I have to give Matt Levine credit for finally promoting a genuinely interesting theory about how to overcome the debt ceiling follies. No platinum coins, no dubious constitutional workarounds, just a simple new kind of treasury bond, which he calls a premium bond.
It’s simple. When an old $1,000 bond matures, replace with another $1,000 bond that sells for $2,000. That provides the government with an extra thousand dollars. And why would anyone buy it? Because the interest rate would be really high, around 20-30 percent or so. Unless I’m missing something, this would be unquestionably legal; the math works out fine for investors; and it provides the federal government with lots of extra money.
Now, as Matt Yglesias points out, whether they’re legal or not, issuing these bonds would almost certainly set off “an avalanche of litigation and uncertainty” about their status. And that might scare off investors. And as Levine points out, this is still banana republic terroritory, but “as lunatic schemes go, it gives off less of a banana-republic-from-outer-space whiff than the platinum coin does.” In other words, in the real world it’s not going to happen.
Why write about it then? Just because it’s an impressive display of human ingenuity and flexibility. It’s amazing the ideas we can collectively come up with once there’s a gun to our heads and we have to.
UPDATE: Since this isn’t going to happen, it probably doesn’t bear too much scrutiny, but as I was eating breakfast I got to wondering about the “unquestionably legal” part of this. If you sell it for $2,000, does that mean it’s a $2,000 debt no matter what denomination you put on the bond itself? I’m not sure! Perhaps some lawyers with idle time on their hands will weigh in on this.
UPDATE 2: A reader emails:
The amount of debt represented by any bond is the amount the bond promises to pay back, regardless of the purchase price. If the bond promises to pay $1000 at maturity, it’s $1000 of debt regardless of whether it sells for $1 or $100,000. In addition, the debt limit statute doesn’t affect the interest rate, which floats independently of the principal. The “premium bond” idea is unquestionably cockamamie, but it has no whiff of illegality about it.

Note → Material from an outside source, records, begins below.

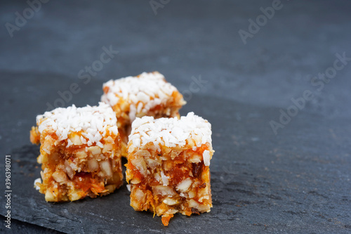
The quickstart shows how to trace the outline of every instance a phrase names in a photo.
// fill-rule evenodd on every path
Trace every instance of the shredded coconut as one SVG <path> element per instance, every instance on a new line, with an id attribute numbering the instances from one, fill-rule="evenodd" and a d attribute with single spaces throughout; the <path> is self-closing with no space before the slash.
<path id="1" fill-rule="evenodd" d="M 103 84 L 103 88 L 105 87 L 108 87 L 108 91 L 102 96 L 101 101 L 111 106 L 116 105 L 119 98 L 127 101 L 130 105 L 131 121 L 135 119 L 136 113 L 146 113 L 152 108 L 166 103 L 173 92 L 177 91 L 158 72 L 111 79 Z"/>
<path id="2" fill-rule="evenodd" d="M 195 141 L 197 147 L 206 143 L 211 144 L 211 124 L 194 112 L 190 112 L 180 119 L 177 117 L 155 119 L 151 116 L 136 118 L 132 123 L 129 141 L 132 141 L 136 148 L 153 143 L 160 151 L 160 145 L 184 146 L 187 140 Z"/>
<path id="3" fill-rule="evenodd" d="M 211 159 L 210 152 L 208 150 L 204 151 L 202 157 L 204 157 L 204 164 L 205 164 L 205 166 L 209 166 Z"/>
<path id="4" fill-rule="evenodd" d="M 162 179 L 162 183 L 164 186 L 167 186 L 168 185 L 168 177 L 166 176 L 164 171 L 161 171 L 161 178 Z"/>
<path id="5" fill-rule="evenodd" d="M 107 104 L 99 103 L 98 106 L 88 105 L 76 108 L 74 105 L 67 108 L 56 108 L 37 117 L 38 129 L 41 133 L 51 129 L 55 132 L 60 141 L 68 138 L 71 132 L 84 131 L 81 140 L 83 143 L 91 145 L 100 142 L 109 129 L 114 134 L 118 134 L 116 114 Z M 68 139 L 67 147 L 72 145 Z"/>

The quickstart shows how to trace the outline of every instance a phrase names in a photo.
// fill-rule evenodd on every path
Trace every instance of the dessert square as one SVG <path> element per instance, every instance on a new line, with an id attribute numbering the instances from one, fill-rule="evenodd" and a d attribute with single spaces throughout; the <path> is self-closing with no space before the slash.
<path id="1" fill-rule="evenodd" d="M 190 216 L 212 207 L 211 124 L 190 112 L 178 119 L 136 118 L 128 143 L 126 181 L 131 205 L 162 216 Z"/>
<path id="2" fill-rule="evenodd" d="M 116 112 L 119 131 L 126 145 L 135 117 L 179 117 L 179 109 L 186 103 L 177 89 L 158 72 L 110 80 L 102 89 L 101 101 L 111 105 Z"/>
<path id="3" fill-rule="evenodd" d="M 121 140 L 111 107 L 56 108 L 37 117 L 30 131 L 41 144 L 37 162 L 48 202 L 74 201 L 112 193 L 123 184 Z"/>

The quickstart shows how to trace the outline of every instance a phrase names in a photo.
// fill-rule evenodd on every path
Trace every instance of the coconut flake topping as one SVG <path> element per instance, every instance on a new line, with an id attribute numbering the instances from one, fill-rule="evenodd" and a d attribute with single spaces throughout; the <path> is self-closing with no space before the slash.
<path id="1" fill-rule="evenodd" d="M 46 129 L 52 129 L 55 131 L 59 140 L 62 141 L 67 139 L 72 132 L 83 131 L 81 140 L 88 145 L 100 143 L 100 140 L 106 135 L 107 129 L 117 135 L 117 121 L 112 108 L 103 103 L 99 103 L 98 106 L 76 108 L 73 105 L 67 108 L 58 108 L 37 117 L 40 133 Z M 69 141 L 68 143 L 72 144 Z"/>
<path id="2" fill-rule="evenodd" d="M 133 121 L 136 113 L 147 112 L 151 108 L 166 103 L 177 89 L 167 82 L 158 72 L 143 72 L 137 77 L 128 77 L 110 80 L 103 84 L 108 87 L 107 93 L 101 96 L 101 101 L 116 105 L 123 98 L 130 105 L 129 118 Z"/>
<path id="3" fill-rule="evenodd" d="M 194 112 L 182 116 L 180 119 L 177 117 L 154 119 L 153 117 L 145 116 L 136 118 L 132 123 L 129 141 L 136 148 L 151 142 L 159 151 L 160 145 L 184 146 L 187 139 L 194 140 L 197 147 L 206 143 L 211 144 L 211 124 Z"/>

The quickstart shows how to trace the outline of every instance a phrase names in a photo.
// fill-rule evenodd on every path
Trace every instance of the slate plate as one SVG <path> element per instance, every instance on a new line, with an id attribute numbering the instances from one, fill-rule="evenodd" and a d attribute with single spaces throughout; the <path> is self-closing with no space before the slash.
<path id="1" fill-rule="evenodd" d="M 43 233 L 74 233 L 351 231 L 349 119 L 300 112 L 275 136 L 268 122 L 277 120 L 279 109 L 194 93 L 181 113 L 194 111 L 212 124 L 213 207 L 200 216 L 176 215 L 164 227 L 159 217 L 129 206 L 125 186 L 97 199 L 45 202 L 33 188 L 39 177 L 39 146 L 30 145 L 29 131 L 36 115 L 46 109 L 46 103 L 53 103 L 57 91 L 74 81 L 52 74 L 50 82 L 39 74 L 2 74 L 6 76 L 13 78 L 7 80 L 8 86 L 18 93 L 13 94 L 13 88 L 1 89 L 0 94 L 4 113 L 1 155 L 10 154 L 13 160 L 13 225 L 26 222 L 35 225 L 33 232 L 39 232 L 39 226 L 47 228 Z M 79 83 L 81 93 L 67 105 L 97 103 L 102 83 Z M 11 115 L 6 111 L 10 110 Z M 1 176 L 4 181 L 3 173 Z M 4 186 L 1 183 L 2 190 Z M 4 204 L 3 196 L 0 203 Z"/>

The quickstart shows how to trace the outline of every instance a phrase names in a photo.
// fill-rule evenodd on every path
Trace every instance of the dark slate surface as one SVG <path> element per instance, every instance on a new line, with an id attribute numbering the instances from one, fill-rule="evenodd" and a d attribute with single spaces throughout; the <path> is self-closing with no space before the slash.
<path id="1" fill-rule="evenodd" d="M 4 155 L 12 161 L 12 231 L 64 233 L 350 233 L 351 68 L 317 91 L 311 81 L 351 57 L 346 1 L 282 1 L 283 7 L 244 45 L 248 20 L 272 1 L 171 1 L 154 15 L 148 1 L 51 1 L 20 31 L 0 30 L 0 189 Z M 25 1 L 1 3 L 0 20 L 14 23 Z M 78 73 L 119 51 L 84 84 Z M 58 91 L 78 84 L 65 105 L 96 104 L 103 82 L 159 70 L 213 126 L 213 208 L 176 215 L 164 227 L 128 205 L 125 186 L 98 199 L 46 203 L 32 188 L 39 176 L 29 130 Z M 192 83 L 201 79 L 199 89 Z M 194 89 L 192 89 L 192 87 Z M 196 89 L 195 89 L 196 88 Z M 189 91 L 191 90 L 191 94 Z M 275 135 L 269 122 L 310 90 L 305 108 Z M 0 198 L 4 215 L 4 197 Z M 4 218 L 4 217 L 3 217 Z M 5 230 L 0 226 L 1 231 Z"/>

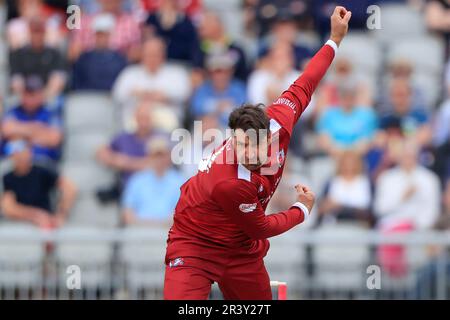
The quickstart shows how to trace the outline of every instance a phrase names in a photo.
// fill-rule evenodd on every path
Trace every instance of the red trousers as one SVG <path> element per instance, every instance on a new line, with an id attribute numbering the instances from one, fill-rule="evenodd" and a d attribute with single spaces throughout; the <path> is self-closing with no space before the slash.
<path id="1" fill-rule="evenodd" d="M 271 300 L 270 279 L 263 259 L 207 261 L 179 258 L 166 266 L 164 299 L 206 300 L 217 282 L 226 300 Z"/>

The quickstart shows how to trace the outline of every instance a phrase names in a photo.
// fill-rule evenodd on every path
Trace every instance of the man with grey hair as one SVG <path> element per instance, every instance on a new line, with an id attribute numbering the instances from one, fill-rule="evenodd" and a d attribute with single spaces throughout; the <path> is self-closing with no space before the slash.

Huh. Well, maybe so. I wonder what a judge would say? In any case, if this is really how it works, why even bother with the $1,000 face value? Why not issue a one mil bond that pays out a million percent interest (or whatever) and sells for $10,000? In other words, basically a guaranteed coupon with essentially no value at maturity at all. That would put the debt ceiling out of business for good.